La fatiga es el dolor físico que impide la continuación del trabajo. De ahí su peligrosidad. ¡El cansancio es subversivo! Desequilibra la máquina universal, su apariencia de todo bajo control. Mis contracturas, las tuyas, nos hablan del mundo sensible, donde la vida es frágil, no omnipotente. Politizar el malestar empieza por tocar el cansancio propio y el de les otres y, también, por mirar críticamente las docilidades que incorporamos a través de los modos de vida neoliberales. ¿Cómo disolvemos los envoltorios que nos mantienen como sujetes del rendimiento? ¡Abriéndole espacio al cansancio! Porque el cansancio es la expresión de un límite, el límite material del cuerpo. Y los cuerpos son irreductibles a los flujos del capital. En lugar de acallar el síntoma, en lugar de confinarlo en la clínica o la farmacia, la urgencia política es escucharlo, dice Sztulwark.
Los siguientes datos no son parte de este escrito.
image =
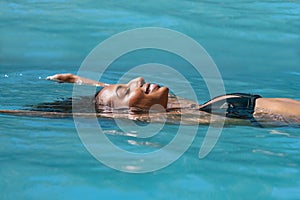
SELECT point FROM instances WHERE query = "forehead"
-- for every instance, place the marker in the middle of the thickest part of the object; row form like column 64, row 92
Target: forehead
column 107, row 93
Estos cansancios requieren ser compartidos, no privatizados.

Ha hecho falta que todo tipo de pantallas se
interpusieran entre nosotros y el mundo para
restituirnos el incomparable brillo del mundo
sensible, el asombro ante lo que está ahí.
Tiqqun

Conspirar (respirar con otros) se volvió literalmente imposible durante el confinamiento. Pero hoy sabemos que con cubrebocas y aire libre, las posibilidades del contagio disminuyen. Quizá sea el momento de volver a conspirar al aire libre y cuidarnos desde ahí (convocar a pequeños grupos de estudio, reconstruir formas de autonomía en común, emplazar a deambulaciones urbanas o boscosas, bailar a la intemperie). Salir de nuestras ratoneras en la Babilonia de la información para imaginar las otras formas-de-vida que esta crisis invoca. Tejer las redes que nos permitan decir que en el cansancio no estás sola y que la culpa no era tuya. O decirle en la cara al emprendedor interior, al jefe tiránico y al realismo capitalista: no es no. La conspiración (por ahora especulativa) puede tomar como señal el vagabundeo de Rebecca Solnit y extenderse hasta la colectiva Precarias a la Deriva.1 Caminar con otres es llevar al cansancio de paseo, ensanchar la fatiga desde donde sanar juntes. La insurrección rampante, la insurrección por venir, podría comenzar por volver al bosque del que venimos. Tender una emboscada. En un acto masivo a cielo abierto, todes les que no encajamos o no queremos encajar, arrojaremos nuestros celulares a una gran pira, para luego trepar a los árboles y permanecer ahí, en posición vegetal o pajarística, con la persistente voluntad colectiva de no hacer nada.